Friday, July 6, 2012

Under the Never Sky by Veronica Rossi



Summary:

Since she’d been on the outside, she’d survived an Aether storm, she’d had a knife held to her throat, and she’d seen men murdered. This was worse.

Exiled from her home, the enclosed city of Reverie, Aria knows her chances of surviving in the outer wasteland—known as The Death Shop—are slim. If the cannibals don’t get her, the violent, electrified energy storms will. She’s been taught that the very air she breathes can kill her. Then Aria meets an Outsider named Perry. He’s wild—a savage—and her only hope of staying alive.

A hunter for his tribe in a merciless landscape, Perry views Aria as sheltered and fragile—everything he would expect from a Dweller. But he needs Aria’s help too; she alone holds the key to his redemption. Opposites in nearly every way, Aria and Perry must accept each other to survive. Their unlikely alliance forges a bond that will determine the fate of all who live under the never sky.
In her enthralling debut, Veronica Rossi sends readers on an unforgettable adventure set in a world brimming with harshness and beauty.


Review:

     
         This Coke Zero commercial sums up my thoughts on Under the Never Sky pretty thoroughly. Thank you, Coke Zero.

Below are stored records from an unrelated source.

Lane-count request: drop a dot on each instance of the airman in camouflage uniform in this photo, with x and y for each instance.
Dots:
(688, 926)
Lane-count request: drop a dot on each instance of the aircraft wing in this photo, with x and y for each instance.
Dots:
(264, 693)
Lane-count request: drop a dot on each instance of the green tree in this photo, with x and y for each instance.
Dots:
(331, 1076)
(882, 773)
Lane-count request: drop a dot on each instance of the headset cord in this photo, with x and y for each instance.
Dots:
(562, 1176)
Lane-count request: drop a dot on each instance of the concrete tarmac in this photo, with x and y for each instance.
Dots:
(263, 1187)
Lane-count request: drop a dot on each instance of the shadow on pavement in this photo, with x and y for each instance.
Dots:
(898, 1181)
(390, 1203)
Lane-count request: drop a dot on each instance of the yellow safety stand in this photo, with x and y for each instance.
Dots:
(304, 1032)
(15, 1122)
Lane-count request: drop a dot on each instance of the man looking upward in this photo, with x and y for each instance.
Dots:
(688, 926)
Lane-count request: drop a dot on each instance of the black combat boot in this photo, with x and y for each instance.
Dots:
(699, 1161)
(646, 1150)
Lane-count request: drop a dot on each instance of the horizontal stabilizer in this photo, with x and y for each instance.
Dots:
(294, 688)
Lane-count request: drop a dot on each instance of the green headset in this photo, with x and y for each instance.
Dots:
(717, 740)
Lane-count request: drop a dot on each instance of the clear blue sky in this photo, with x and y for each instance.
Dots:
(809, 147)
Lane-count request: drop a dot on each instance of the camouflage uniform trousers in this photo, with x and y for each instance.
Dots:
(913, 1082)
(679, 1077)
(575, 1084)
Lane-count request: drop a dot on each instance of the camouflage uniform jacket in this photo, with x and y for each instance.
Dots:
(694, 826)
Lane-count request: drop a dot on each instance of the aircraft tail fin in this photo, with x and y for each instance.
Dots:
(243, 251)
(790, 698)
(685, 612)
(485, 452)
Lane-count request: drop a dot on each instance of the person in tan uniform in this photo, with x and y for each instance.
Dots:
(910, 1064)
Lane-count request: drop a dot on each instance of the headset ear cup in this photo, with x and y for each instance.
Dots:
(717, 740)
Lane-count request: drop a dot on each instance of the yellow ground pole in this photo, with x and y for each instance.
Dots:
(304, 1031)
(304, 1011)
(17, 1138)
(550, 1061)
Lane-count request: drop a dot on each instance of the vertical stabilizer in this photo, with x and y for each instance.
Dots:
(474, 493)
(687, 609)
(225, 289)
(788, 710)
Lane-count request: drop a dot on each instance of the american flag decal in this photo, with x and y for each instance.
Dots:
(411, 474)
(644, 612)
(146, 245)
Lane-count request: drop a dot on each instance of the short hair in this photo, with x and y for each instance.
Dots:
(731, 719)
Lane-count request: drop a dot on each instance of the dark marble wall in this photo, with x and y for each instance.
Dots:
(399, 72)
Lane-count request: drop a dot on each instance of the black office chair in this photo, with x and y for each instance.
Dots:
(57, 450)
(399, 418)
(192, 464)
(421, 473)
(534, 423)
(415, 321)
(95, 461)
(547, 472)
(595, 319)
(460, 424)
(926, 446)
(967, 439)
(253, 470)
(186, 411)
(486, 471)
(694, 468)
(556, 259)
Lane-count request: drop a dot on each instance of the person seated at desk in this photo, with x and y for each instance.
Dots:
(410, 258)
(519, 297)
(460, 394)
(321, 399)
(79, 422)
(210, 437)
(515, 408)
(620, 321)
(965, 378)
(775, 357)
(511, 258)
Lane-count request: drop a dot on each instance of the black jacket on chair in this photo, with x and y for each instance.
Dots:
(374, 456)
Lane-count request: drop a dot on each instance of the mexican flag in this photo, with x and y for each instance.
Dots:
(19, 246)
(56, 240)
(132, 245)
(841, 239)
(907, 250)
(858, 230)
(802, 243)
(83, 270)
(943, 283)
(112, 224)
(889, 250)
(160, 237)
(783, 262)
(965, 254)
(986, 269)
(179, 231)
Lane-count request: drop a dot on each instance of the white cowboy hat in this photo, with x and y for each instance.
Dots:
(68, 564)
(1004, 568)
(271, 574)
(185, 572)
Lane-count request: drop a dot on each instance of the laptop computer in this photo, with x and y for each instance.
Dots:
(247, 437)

         I only got UTNS at first because it was at the library. When I saw it on the self, just sitting there all new and shiny, I was excited. I wanted to read a book with a bunch of positive hype, and there it was! I was afraid of buying it on my own because I didn't see the "and?" factor that I so love in post-apocalyptic novels. So what? Who cares if your world has been ravaged by storms that have decimated the population? And? You live in a bubble and he lives on inhospitable land? No. It's hard to find a big enough "and" to stand out when being compared to post-apocalyptic "and's" like love is a disease (Delirium) or 24 kids killing each other in an arena (If you don't know this one, the rock you are living under is currently residing in deep space. Might wanna get that checked out.).

             I saw no mind-bending post-apocalyptic concept that would've drawn my attention in. That's okay. Enclave by Ann Aguirre survived with characters I cared about. That was Enclave's "and" factor. Aria and Perry were not characters I really even remotely liked. Aria spends the whole first part of the book complaining about everything. The POV was split between Aria and Perry, which meant I was super-duper lucky. I got to read Aria internally complain from her POV, and Aria externally complain from Perry's POV. Then something happened. Perry complimented her. That was it. No more complaining after that. After that she becomes a badass. No more prompting necessary.


             Major confusion. BUT THAT'S NOT ALL. Perry and Aria's relationship proceeds much in the same manner. The first half of the book, the "loving" couple did nothing but hurl insults at each other. Aria was the talkative one, always trying to strike up a conversation. Perry stays dead quiet except, you know, the insults. After Perry compliments Aria on her badass manner of trying to save Perry with her dying self (Turns out to just be her first period. Lovely.), Perry stops with the insults. Aria still held up the brunt of the conversations they have. Most of their attraction was made out to be physical. Perry sniffs Aria; Aria kisses Perry. BAM. And a soul-mate was born. I almost wanted to say WOAH, GUYS. REMEMBER TEN PAGES AGO WHEN YOU CALLED PERRY A SAVAGE? Remember Perry barley said fifty words since? (You badass. You smell like pretty flower.) I felt like they built their relationship more on proximity than any kind of good chemistry.


          Just because I spent the last three paragraphs trashing everything about Under the Never Sky, from the annoying characters, to it not meeting my twisted expectations calling for about twenty-threeish children to die on a televised event or whatever, doesn't mean it was a complete loss. The world the book is set in was pretty amazing to read about. The descriptions of the tribe Perry lives in, and the virtual Realms Aria spent most of the book lamenting about not being there made me want to visit their messed up world. Not all of the characters were a total loss. Roar was the side character who made the last half of the book better then the first. He becomes a problem when I like him better then the two main characters combined. I would be ecstatic if Veronica Rossi wrote a book about Roar and his own killer forbidden romance with Perry's sister.

         My point is, Under the Never Sky is plain Coke. Three and a half stars. It was good enough for a rainy day, but it was not Coke Zero. It was a dog with a helmet on a skateboard, cool on its own, but it preformed no tricks. It was pretty good on its own, but I don't think I'll be picking up the sequel.

        I hope the Coke Zero analogy made as much sense to you as it did to me when I woke up at two o'clock in the morning with the uncontrollable urge to write "Under the Never Sky = Coke" on a post-it note.